Kuşumuz Füsun 'kanatlarında olmayan sebeplerden' ötürü arayı uzattı, ama döndü işte. Bu macerada ulu kuş Anka'nın hayat üzerine nasihatlerini dinliyor
Biliyorum, ben hikayeme devam etmeyeli çok uzun zaman oldu. O kadar uzun ki belki de neler olup bittiğini unuttunuz. O yüzden ufak bir özet vereceğim. Ben Füsun isimli kuşum. Ali adında bir çocuğa hediye olarak getirildim. Evin kedisi Mırnav bana aşık olduğunu söylediği sırada Hüseyin ile evlenip hamile kaldım. Mırnav bunalıma girip evden kaçtı. Ben de bu arada hayatın anlamını aramaya başladım. Bu hayatta niye vardım ve bu dünyaya yeni kuşlar getirmek doğru muydu? Tüm bu sorularımı tıpkı diğerleri gibi çok saçma bulan psikiyatrist Dr. Muhsin Bey'in yanından eve doğru uçarken bir evin pervazında bayılıp kalmıştım. Daha sonra da muhteşem bir evde, saray gibi bir kafeste uyanmıştım. Karşımda haşmetli bir kuş vardı. Beni hiç tanımadığı halde "Hamilesin" ve "Hiçbir kuşun düşünmediği şeyleri düşünüyorsun" demişti. Ulu Anka adına, bu da kimdi?
***
Ulu kuşun ağzından bu kehanet gibi lafları duyduktan sonra yine bayılmışım. Uyandığımda ise aynı yerde, bu muhteşem kafesin içindeydim. Ulu kuş, yine karşımda, kıpırdamadan duruyordu ve başıyla yaptığı bir hareketle karşısına oturmamı işaret etti. İkiletmeden dediğini yaptım. "Seni biraz korkuttum" dedi, "Ancak şunu bil ki, korkacak bir şey yok. Sana zarar verecek değilim." Bu sözlerinin üzerine kendimi biraz toparlayarak konuştum: "Siz kimsiniz? Rüyalarıma giren o ulu kuş musunuz?" Evet oydu. Dediğine göre her zaman benim gibi düşünen kuşlar çıkmazdı. Bilakis, çoğu zaman kuşlar neden yaşadıklarını bile bilmezlerdi. Bu yüzden de maalesef insanlar aptal bulduklarına 'kuş beyinli' derlerdi.

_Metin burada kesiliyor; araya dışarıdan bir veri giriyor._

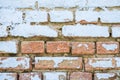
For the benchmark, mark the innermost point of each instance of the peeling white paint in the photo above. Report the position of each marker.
(110, 46)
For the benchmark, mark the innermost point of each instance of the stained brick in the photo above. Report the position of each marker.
(58, 63)
(55, 76)
(58, 47)
(80, 76)
(8, 76)
(107, 47)
(83, 48)
(32, 46)
(15, 63)
(30, 76)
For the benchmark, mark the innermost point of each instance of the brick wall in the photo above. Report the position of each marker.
(59, 40)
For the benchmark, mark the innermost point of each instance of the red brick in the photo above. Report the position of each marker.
(105, 76)
(83, 48)
(30, 76)
(58, 47)
(15, 63)
(80, 76)
(102, 63)
(58, 63)
(32, 47)
(107, 47)
(8, 76)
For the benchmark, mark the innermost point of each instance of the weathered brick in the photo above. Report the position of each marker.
(8, 76)
(15, 63)
(85, 31)
(107, 47)
(8, 46)
(26, 30)
(32, 47)
(80, 76)
(36, 16)
(92, 16)
(58, 47)
(10, 16)
(102, 63)
(83, 48)
(61, 16)
(105, 76)
(54, 76)
(30, 76)
(17, 3)
(116, 31)
(58, 63)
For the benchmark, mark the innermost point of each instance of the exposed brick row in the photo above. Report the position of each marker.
(58, 76)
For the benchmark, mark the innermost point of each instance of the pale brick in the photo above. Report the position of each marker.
(107, 47)
(26, 30)
(83, 48)
(61, 16)
(102, 63)
(61, 3)
(105, 76)
(115, 32)
(15, 63)
(3, 32)
(58, 47)
(36, 16)
(30, 76)
(8, 76)
(85, 31)
(17, 3)
(80, 76)
(92, 16)
(54, 76)
(8, 46)
(32, 47)
(58, 63)
(10, 16)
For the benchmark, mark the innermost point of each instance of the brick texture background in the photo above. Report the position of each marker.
(59, 39)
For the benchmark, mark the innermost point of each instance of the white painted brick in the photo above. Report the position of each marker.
(102, 3)
(105, 76)
(36, 16)
(85, 31)
(115, 31)
(26, 30)
(61, 3)
(3, 32)
(61, 16)
(17, 3)
(8, 46)
(92, 16)
(54, 76)
(8, 76)
(15, 63)
(10, 16)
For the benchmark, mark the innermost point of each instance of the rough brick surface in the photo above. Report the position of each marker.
(30, 76)
(101, 63)
(8, 46)
(80, 76)
(60, 16)
(58, 62)
(107, 47)
(15, 63)
(83, 48)
(8, 76)
(105, 76)
(58, 47)
(32, 47)
(85, 31)
(55, 76)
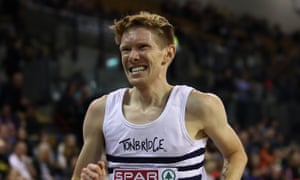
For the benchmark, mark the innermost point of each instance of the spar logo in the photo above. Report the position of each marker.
(135, 174)
(168, 174)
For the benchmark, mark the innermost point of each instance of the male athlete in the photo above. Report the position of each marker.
(154, 130)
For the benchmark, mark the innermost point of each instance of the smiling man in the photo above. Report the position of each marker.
(154, 130)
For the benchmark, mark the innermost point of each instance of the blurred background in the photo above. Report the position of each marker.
(57, 56)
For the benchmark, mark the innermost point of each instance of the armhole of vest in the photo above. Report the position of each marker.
(109, 104)
(106, 111)
(186, 94)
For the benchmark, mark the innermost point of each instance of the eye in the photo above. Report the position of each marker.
(143, 46)
(124, 50)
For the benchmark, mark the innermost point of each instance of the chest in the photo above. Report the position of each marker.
(138, 115)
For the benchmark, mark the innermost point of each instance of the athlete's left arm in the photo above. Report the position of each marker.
(216, 126)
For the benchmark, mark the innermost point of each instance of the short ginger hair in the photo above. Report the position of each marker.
(155, 22)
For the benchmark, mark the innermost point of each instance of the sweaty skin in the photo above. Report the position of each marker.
(145, 62)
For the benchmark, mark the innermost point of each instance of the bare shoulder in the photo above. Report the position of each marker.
(207, 107)
(94, 115)
(98, 105)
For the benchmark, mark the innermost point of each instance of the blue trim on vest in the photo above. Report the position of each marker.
(158, 160)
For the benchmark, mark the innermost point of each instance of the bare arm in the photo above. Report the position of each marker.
(93, 137)
(215, 125)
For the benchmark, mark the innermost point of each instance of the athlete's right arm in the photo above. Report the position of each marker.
(92, 136)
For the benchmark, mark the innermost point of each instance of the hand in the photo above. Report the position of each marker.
(94, 171)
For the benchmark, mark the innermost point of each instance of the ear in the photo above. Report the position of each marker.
(169, 54)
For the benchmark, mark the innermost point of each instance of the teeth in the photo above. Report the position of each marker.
(137, 69)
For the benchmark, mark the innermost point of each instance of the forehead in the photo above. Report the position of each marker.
(138, 34)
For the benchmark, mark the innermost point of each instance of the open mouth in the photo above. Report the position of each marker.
(137, 69)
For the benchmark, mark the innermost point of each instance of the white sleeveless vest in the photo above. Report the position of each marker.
(159, 150)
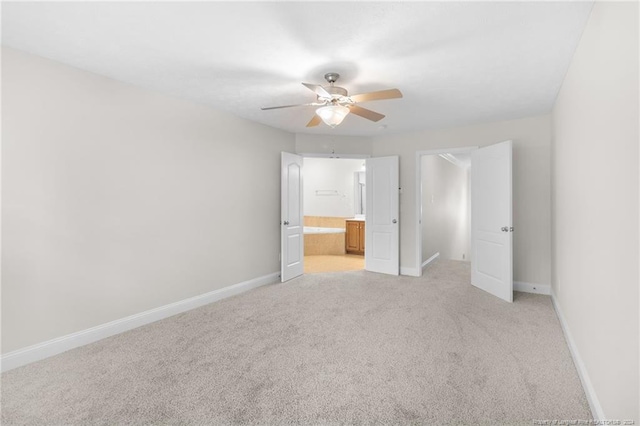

Kendisi de zamanında benimle aynı sorulara cevap aramış, çok dışlanmış, deli damgası yemişti.
DELİ DAMGASI
O zamanların ünlü psikiyatristi ve benim psikiyatristimin babası olan Munis Bey, kendisine deli raporu vermeye kadar götürmüştü işi. O yıllarda dünyaya getirdiği bebeklerine ise canından çok sevdiği eşi el koymuştu. İşte tam da bu halde, çaresiz bir şekilde dolaşırken şu an içinde bulunduğu evin pervazına baygın bir halde yığılmıştı. Tıpkı benim gibi. Çok şanslıydı. Yeni sahipleri ona çok iyi bakmıştı. Zayıf, bakımsız bir kuşken yıllar içerisinde böyle haşmetli bir kuş haline gelmişti. Ve yine bütün bu yıllar içerisinde uzun saatlerini düşünmeye ayırmıştı. Evet, her şeyin, varlığımızın ve dünyaya yeni varlıklar getirmemizin bir sebebi vardı.Sadece güzel olduğumuz, güzel sesler çıkardığımız için var olmamıştık şüphesiz.
HÜSEYİN'İMİ ÖZLEDİM
Ulu kuş tüm bunları anlatırken ben bir yandan kendi yaşadıklarımı düşünüyor, bir yandan da sormaya hazırlanıyordum: "Peki varlık sebebimiz neydi?" Ulu kuş sanki aklımdan geçeni o anda okumuştu. "Bana bu soruyu sorma sakın" dedi, "bunun cevabını kendin bulmalısın, ben ancak sana deli olmadığını, yanlış yolda gitmediğini söyleyebilirim. Zaten rüyalarına girmemin sebebi de bu. Yalnız olmadığını hissettirmek ve bazı şeyleri görmeni kolaylaştırmak. Şimdi buradan gitmelisin, kendi yolculuğuna çıkmalısın ve gerçekleri görmelisin. Ancak çeşitli önyargılara karşı da hazır olmalısın. Kimbilir belki benim gibi deli damgası yersin."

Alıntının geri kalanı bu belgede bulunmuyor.